I don’t think it’s random at all. It stems from, first, the splitting of responsibility for children between multiple departments and ministers, hence why I called in our Manifesto for Children last year for a Cabinet committee for children. Second, it stems from a hopeless ‘lost cause’ attitude – because no-one in government has been able to work out what should be done about all these children in crisis. Time and again they ask, ‘What works?’ To which the only true answer is, ‘It depends’. What doesn’t work is cutting services and doing nothing – failing to collect any data, shutting your mind to the problems until school exclusions explode, mental health teams are overwhelmed, and violence spills out onto the streets.
One piece of research we conducted last year explored children’s feelings of danger on the streets. It arose from a consultation with kids for last year’s business plan in which they kept mentioning, unprompted, how unsafe they felt. This is also not random. It arises from the interaction between social media – the swift exchange of news and rumour – with the lack of police on the streets; spiralling exclusions leaving more and more children for whom a gang is the best hope of a place to belong; from a lack of visible people in authority with the time and care to speak to these kids; and from poverty. Until government makes children a priority, tries to understand them better, collects the basic information it needs, and invests in improvements, these problems won’t go away.

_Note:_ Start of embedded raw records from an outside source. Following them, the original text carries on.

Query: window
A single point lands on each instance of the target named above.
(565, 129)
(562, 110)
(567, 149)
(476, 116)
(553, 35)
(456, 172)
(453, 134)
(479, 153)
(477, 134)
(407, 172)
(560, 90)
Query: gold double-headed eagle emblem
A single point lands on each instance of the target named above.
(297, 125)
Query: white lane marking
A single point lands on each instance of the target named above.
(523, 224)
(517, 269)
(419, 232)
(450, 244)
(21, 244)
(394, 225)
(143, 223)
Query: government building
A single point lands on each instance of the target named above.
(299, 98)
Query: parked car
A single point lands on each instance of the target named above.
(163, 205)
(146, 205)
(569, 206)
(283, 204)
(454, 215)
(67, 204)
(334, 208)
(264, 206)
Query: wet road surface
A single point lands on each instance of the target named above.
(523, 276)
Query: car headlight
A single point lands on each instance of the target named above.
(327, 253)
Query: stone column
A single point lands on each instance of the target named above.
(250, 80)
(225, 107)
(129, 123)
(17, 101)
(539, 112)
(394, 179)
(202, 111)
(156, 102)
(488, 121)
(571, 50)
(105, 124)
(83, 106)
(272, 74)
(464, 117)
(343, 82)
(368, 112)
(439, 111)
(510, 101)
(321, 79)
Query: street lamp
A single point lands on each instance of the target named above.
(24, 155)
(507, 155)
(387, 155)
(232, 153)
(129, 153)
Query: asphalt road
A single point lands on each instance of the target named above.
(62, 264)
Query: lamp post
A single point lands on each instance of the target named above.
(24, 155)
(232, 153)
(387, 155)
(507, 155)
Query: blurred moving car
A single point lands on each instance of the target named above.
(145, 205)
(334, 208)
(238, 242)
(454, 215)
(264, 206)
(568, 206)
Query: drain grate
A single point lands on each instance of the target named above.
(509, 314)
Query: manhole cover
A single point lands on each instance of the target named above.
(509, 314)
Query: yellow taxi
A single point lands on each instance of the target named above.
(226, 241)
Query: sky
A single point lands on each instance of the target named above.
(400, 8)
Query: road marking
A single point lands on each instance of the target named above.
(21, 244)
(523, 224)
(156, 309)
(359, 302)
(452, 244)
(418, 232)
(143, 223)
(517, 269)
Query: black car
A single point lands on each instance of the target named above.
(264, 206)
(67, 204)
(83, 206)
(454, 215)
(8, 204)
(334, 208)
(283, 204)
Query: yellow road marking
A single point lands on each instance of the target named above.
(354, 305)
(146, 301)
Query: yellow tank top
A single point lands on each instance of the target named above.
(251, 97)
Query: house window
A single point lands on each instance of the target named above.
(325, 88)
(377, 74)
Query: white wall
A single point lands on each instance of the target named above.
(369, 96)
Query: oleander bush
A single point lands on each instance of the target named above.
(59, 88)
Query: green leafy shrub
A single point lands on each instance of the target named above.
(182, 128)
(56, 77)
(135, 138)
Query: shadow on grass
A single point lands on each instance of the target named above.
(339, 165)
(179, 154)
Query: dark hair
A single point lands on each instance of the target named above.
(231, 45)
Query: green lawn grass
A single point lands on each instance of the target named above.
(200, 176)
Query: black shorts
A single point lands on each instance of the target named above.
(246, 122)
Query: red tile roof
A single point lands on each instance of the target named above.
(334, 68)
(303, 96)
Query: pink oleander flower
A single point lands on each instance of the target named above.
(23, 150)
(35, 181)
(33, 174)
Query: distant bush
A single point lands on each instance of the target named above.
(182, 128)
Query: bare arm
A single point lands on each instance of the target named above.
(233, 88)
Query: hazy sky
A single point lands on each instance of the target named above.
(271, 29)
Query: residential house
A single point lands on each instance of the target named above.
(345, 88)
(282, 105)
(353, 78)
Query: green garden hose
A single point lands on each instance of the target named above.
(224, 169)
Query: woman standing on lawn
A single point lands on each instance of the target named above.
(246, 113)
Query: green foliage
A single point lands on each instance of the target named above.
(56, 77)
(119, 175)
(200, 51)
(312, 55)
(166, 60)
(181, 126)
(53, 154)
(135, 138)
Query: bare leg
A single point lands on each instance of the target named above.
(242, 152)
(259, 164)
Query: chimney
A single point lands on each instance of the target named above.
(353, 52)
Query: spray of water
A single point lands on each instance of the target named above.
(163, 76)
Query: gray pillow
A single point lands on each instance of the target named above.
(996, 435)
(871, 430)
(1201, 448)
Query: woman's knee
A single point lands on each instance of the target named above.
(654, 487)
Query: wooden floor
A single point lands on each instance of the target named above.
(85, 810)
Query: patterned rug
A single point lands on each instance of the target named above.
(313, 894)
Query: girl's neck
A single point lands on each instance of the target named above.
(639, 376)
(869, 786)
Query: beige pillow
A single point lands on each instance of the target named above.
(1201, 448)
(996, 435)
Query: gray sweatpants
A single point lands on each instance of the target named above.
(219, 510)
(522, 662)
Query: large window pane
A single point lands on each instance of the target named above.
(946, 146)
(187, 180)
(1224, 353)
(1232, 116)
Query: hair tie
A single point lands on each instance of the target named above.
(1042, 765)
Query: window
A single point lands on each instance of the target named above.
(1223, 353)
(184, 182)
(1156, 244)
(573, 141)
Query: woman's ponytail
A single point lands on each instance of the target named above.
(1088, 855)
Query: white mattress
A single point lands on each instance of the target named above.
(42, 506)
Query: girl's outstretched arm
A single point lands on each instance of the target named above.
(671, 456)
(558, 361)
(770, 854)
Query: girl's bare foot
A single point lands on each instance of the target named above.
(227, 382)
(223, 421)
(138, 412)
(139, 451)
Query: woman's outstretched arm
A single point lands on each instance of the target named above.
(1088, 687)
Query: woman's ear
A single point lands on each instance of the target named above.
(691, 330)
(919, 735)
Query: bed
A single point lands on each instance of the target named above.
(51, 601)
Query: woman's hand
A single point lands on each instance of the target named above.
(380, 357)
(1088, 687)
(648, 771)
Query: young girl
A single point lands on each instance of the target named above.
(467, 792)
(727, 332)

This is the challenge for government – this Government in particular with its strong mandate, which claims to believe in data, and has the time and power to change things for our most troubled kids. I’ve seen pieces of analysis here and there, organisations outside government working with local authorities to track the movements and risk factors of individual children. They can tell you precisely which kids are likely to end up homeless, or what are the signs that a child is at imminent risk of permanent exclusion. Yet central government (and there have been four different government administrations in my six year term of office) hasn’t been interested.
It’s for this reason that my business plan this year makes clear throughout what we know, what additional evidence we at the Children’s Commissioner aim to collect this year, and what I believe government needs to do in order to grow the evidence base and inform sound policy. As I publish this business plan – which is a statutory responsibility – the country is in the grip of the early stages of COVID-19, and schools have just been closed. We will do our best to deliver this plan of work but understand of course that government attention is elsewhere for the time being, and that we may be called upon to help in the fight against COVID-19.
The crisis will, however, pass. And then a government aiming to be bold and brave, wanting to recast the country as a confident global leader, comfortable in its own skin; a government that has recognised there are groups and communities left behind in modern Britain, and that has staked its future on levelling up – that government will still need to step up to the challenge of making sure all kids are part of their new Britain. It shouldn’t require a visit from the Children’s Commissioner to remind our public services that children are humans too.